In NSW, the stakes are high for a drug importation client. Our criminal lawyers in Sydney see these cases every day. In the following article, we list the most commonly asked questions about drug importation.
Common Client Questions About Drug Importation in NSW: Who Are The Client?
In most cases, drug importation clients are typically:
- A person arrested at an international airport with drugs concealed on or within their body, or in luggage
- Someone whose mail parcel was intercepted by the Australian Border Force (ABF), increasingly common with online and postal purchases
- A person accused of being a courier in a larger operation, sometimes coerced or deceived
- Someone facing a controlled delivery operation, where the AFP or ABF have intercepted the drug and are watching to see who collects it
- A person whose alleged “role” is disputed, were they a minor courier or an organiser?
These clients are represented at the District or Federal Court level. The charges are Commonwealth offences under the Criminal Code Act 1995 (Cth). The stakes are existential, life imprisonment is on the table.
The Top Questions About Drug Importation
1. “How serious is this? Am I going to prison for life?”
The first and most pressing question. Clients are often in shock at the scale of the penalties.
Key legal points:
- Drug importation is a Commonwealth offence under Division 307 of the Criminal Code Act 1995 (Cth), not a NSW state offence
- The Division 307 importation offences are strictly indictable and must be finalised in the District or Supreme Court
- Maximum penalties by quantity category (expressed in penalty units, exact dollar equivalents change as penalty unit values are updated):
- Any quantity (other than marketable or commercial): up to 10 years’ imprisonment and very substantial fines
- Marketable quantity: up to 25 years’ imprisonment and very substantial fines
- Commercial quantity: Life imprisonment and very substantial fines
- These maximums are rarely imposed, courts treat them as the worst possible case; sentencing is highly individual
- The leading NSW sentencing guide for importation is DPP v De La Rosa [2010] NSWCCA 194
- Key sentencing factors: the offender’s role, financial reward, the weight of the pure drug, cooperation with authorities, plea, and remorse
2. “The police weighed the drugs including the packaging/wrapping. Does that matter?”

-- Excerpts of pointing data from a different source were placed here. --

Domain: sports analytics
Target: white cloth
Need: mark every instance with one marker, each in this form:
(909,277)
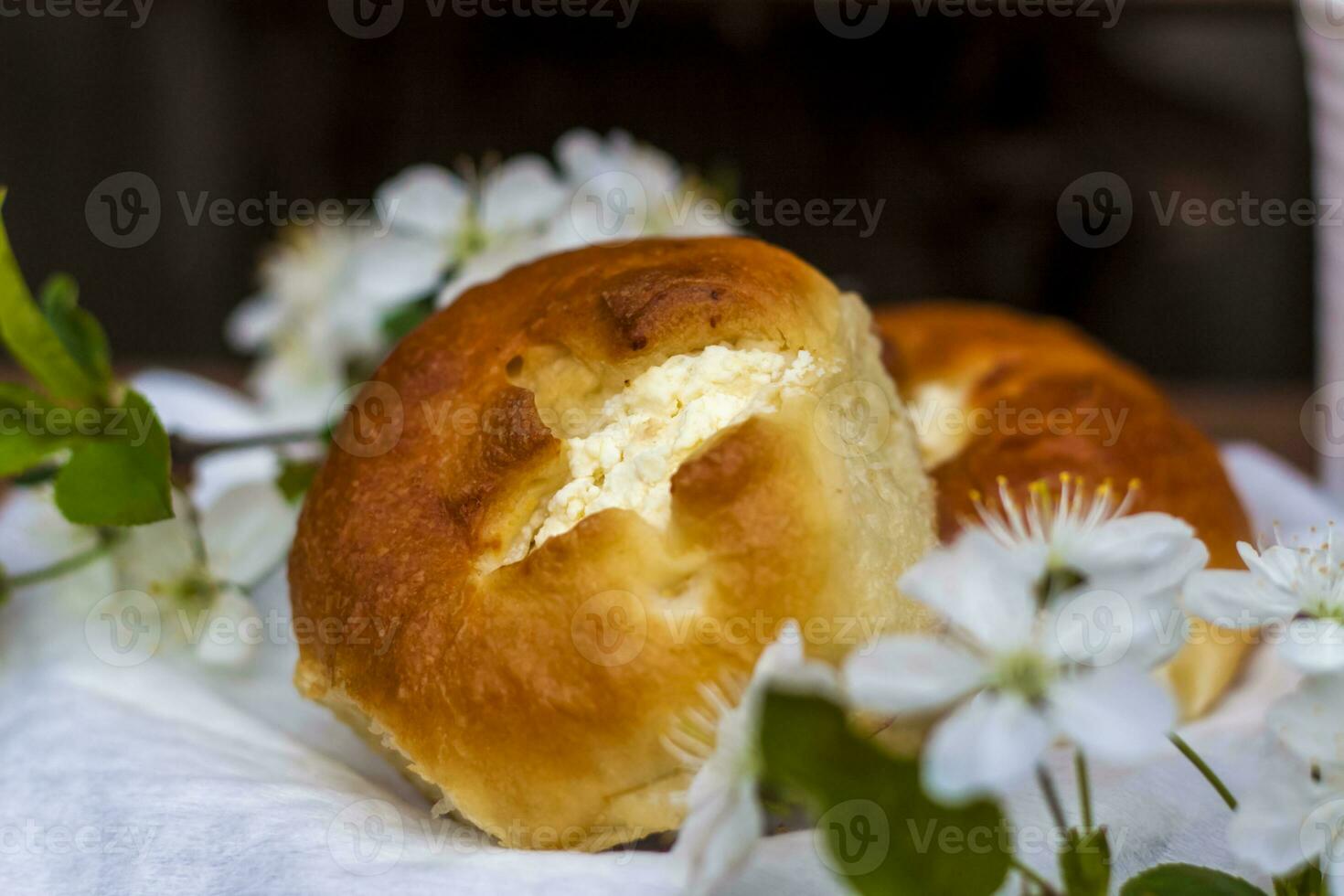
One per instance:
(171,778)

Highly technical but critically important, particularly at higher quantity thresholds where the difference between “marketable” and “commercial” can mean the difference between 25 years and life.
Key legal points:
- Federal police routinely weigh border-controlled drugs including packaging and admixtures immediately after arrest, this inflates the apparent weight
- Note that the offence thresholds in the Criminal Code are defined by the weight of the “border-controlled drug” as set out in the Schedule, not by purity alone. However, the weight of the pure drug (as distinct from packaging and admixtures) is what courts place the most significance on at the sentencing stage
- A drug certificate (toxicology report) will reveal the true weight of the pure substance, often produced relatively late in proceedings
- The initial charge may be based on gross weight, an experienced lawyer should always obtain and scrutinise the drug certificate and challenge any reliance on inflated gross weight figures
3. “I didn’t know what was in the package / I thought it was something else. Is that a defence?”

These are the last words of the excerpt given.